CHENNAI: The Thevar heartland of Theni in southern Tamil Nadu was territory DMK feared to tread. But that was until the 2009 parliamentary polls when the bastions of the AIADMK came crumbling down. Now J Jayalalithaa has quietly packed up from her backward constituency of Andipatti, seeking a safe haven further north in Srirangam. And her opponent finds seats ripe for the picking down in pastoral Theni.
DMK has decided to contest all four constituencies in Theni district. Significantly, the party has fielded candidates in 36 out of the 58 seats in southern TN. And clearly, it believes the rugged, rural terrain down south may hold the key to its fate. In the sprawling Thevar and dalit-pallar belts, where wages are still abysmally low and poverty reigns, DMK hopes its free television sets, health insurance cover, rural employment programme and one rupee per kg rice scheme would warm the hearts of the rural poor.

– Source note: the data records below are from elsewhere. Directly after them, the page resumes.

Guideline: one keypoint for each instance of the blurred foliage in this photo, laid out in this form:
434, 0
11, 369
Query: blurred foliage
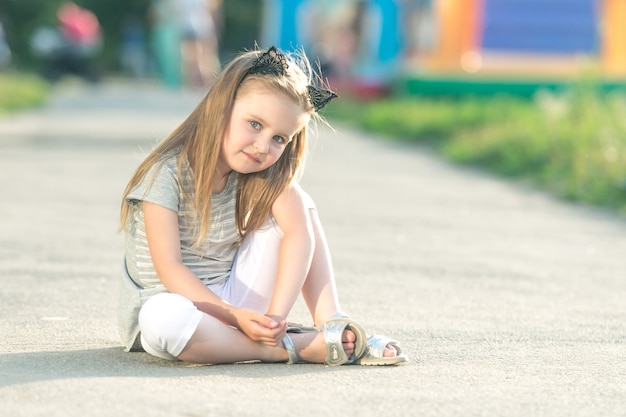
20, 91
573, 144
241, 21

With the chatter of the spectrum scam ringing in the ears of its urban voters, the party's hopes are clearly riding on the rural masses they used to be AIADMK's mainstay until the DMK's welfare machinery learnt to woo them. The anticipated shift in urban and rural voting patterns is what makes Election 2011 intriguing.
DMK, in the reckoning for 119 seats, has clearly placed its bets on the southern constituencies after losing its grip over Chennai, a stronghold for decades. Consider this: in the 2006 elections, DMK handed out just one seat in Chennai to the Congress. This time it has parted with five for the Congress and three for other alliance partners. Three top DMK leaders including chief minister M Karunanidhi have even shifted out of their Chennai constituencies.
All over the northern belt stretching from Chennai to Arcot, the DMK is just contesting 33 out of 78 seats. "Our alliance partners PMK and DPI are strong in this region and we had to part with some of our safe seats in northern Tamil Nadu," says a DMK minister. The party is not banking much on the Cauvery belt either. It has decided to field just 24 candidates in 41 seats across central Tamil Nadu.
As for the western belt, DMK has cleverly tied up with the newly-sprouted Kongunadu Munnetra Kazhagam after it suffered a rout here in the 2009 parliamentary elections. Yet, the party has decided to keep off more than 50% of the seats in western TN. In Erode, the party is contesting just three out of eight seats although it had swept the Erode region in the 2006 election.